Quarante ans à tenter de convaincre nos gouvernements d’envisager l’environnement autrement que dans une logique d’exploitation industrielle. Un parcours semé de déceptions, et d’enseignements.
Cofondateur du Réseau québécois des groupes écologistes (RQGE), du Regroupement écologiste Val-d’Or et environs (REVE) ainsi que de l’Action boréale, Henri Jacob en a long à dire sur l’incurie gouvernementale à l’égard de la biodiversité. Militant écologiste depuis 50 ans, l’un de ses principaux combats demeure encore aujourd’hui la protection de la harde des caribous de Val-d’Or. En nous faisant le compte rendu détaillé de ses multiples démarches et interventions au bénéfice des caribous d’Abitibi depuis le début des années 1980, Henri Jacob nous permet d’apprécier sa droiture et sa détermination. En même temps, il démontre la portée nécessairement limitée des prises de parole en faveur du patrimoine environnemental dans le cadre d’un système socioéconomique extractiviste et productiviste.
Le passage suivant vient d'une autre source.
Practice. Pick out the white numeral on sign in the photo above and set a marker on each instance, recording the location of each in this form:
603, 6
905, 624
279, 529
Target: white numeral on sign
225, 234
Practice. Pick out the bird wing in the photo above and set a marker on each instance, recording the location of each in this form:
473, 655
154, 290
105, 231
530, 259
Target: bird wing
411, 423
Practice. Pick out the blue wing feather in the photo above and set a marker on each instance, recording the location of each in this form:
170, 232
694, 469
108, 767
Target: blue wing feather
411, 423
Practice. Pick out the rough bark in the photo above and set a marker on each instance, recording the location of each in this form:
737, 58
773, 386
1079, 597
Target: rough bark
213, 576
« En 1984, 50 caribous vivaient en liberté sur un territoire de 1 200 km2 au sud de Val-d’Or. En 2022, [9] caribous sont incarcérés dans un enclos de concentration de 12 km2. » (p. 123) Deux phrases lapidaires qui suffisent à exposer la dramatique détérioration des conditions de vie de ces cervidés emblématiques. L’auteur précise que les caribous de l’Abitibi n’ont pas été réintroduits dans le milieu comme l’ont été ceux de Charlevoix dans les années 1960. Ils sont bel et bien un petit groupe de survivants issu des immenses troupeaux qui parcouraient autrefois le territoire québécois et dont dépendaient en grande partie les peuples autochtones avant l’arrivée des Européens. C’est pourquoi Jacob utilise le qualificatif de « harde relique » concernant les derniers représentants de l’espèce Rangifer tarandus vivant au sud de Val-d’Or.
Au cours des dernières décennies, le militant et ses alliés, dont les Anicinabek et de nombreux experts, ont tenté de faire valoir auprès des autorités la valeur des caribous en soi, comme partie du patrimoine vivant et aussi comme indicateur de la dégradation du milieu que nous partageons avec l’espèce. En guise de résultats de leurs efforts, ils auront obtenu surtout des promesses non tenues. Les ministres et fonctionnaires responsables se disaient sensibles à leur plaidoyer, mais cédaient en fin de compte à la soi-disant nécessité économique de la récolte forestière. D’un gouvernement à l’autre, c’est comme si l’on cherchait toujours à gagner du temps, jusqu’à ce que l’on en arrive à la situation actuelle, où la survie de la harde est très incertaine.
Sauf le terme « écocide » dans le titre du livre, peut-être trop fort puisqu’il sous-entend la responsabilité criminelle des pouvoirs publics successivement chargés de l’épineux dossier des caribous de Val-d’Or, le propos du militant est toujours mesuré et bien appuyé. Dans un style convivial bien maîtrisé, à partir de faits pas toujours palpitants en soi, Henri Jacob nous guide, étape par étape, dans son récit rétrospectif, sans jamais nous perdre en chemin.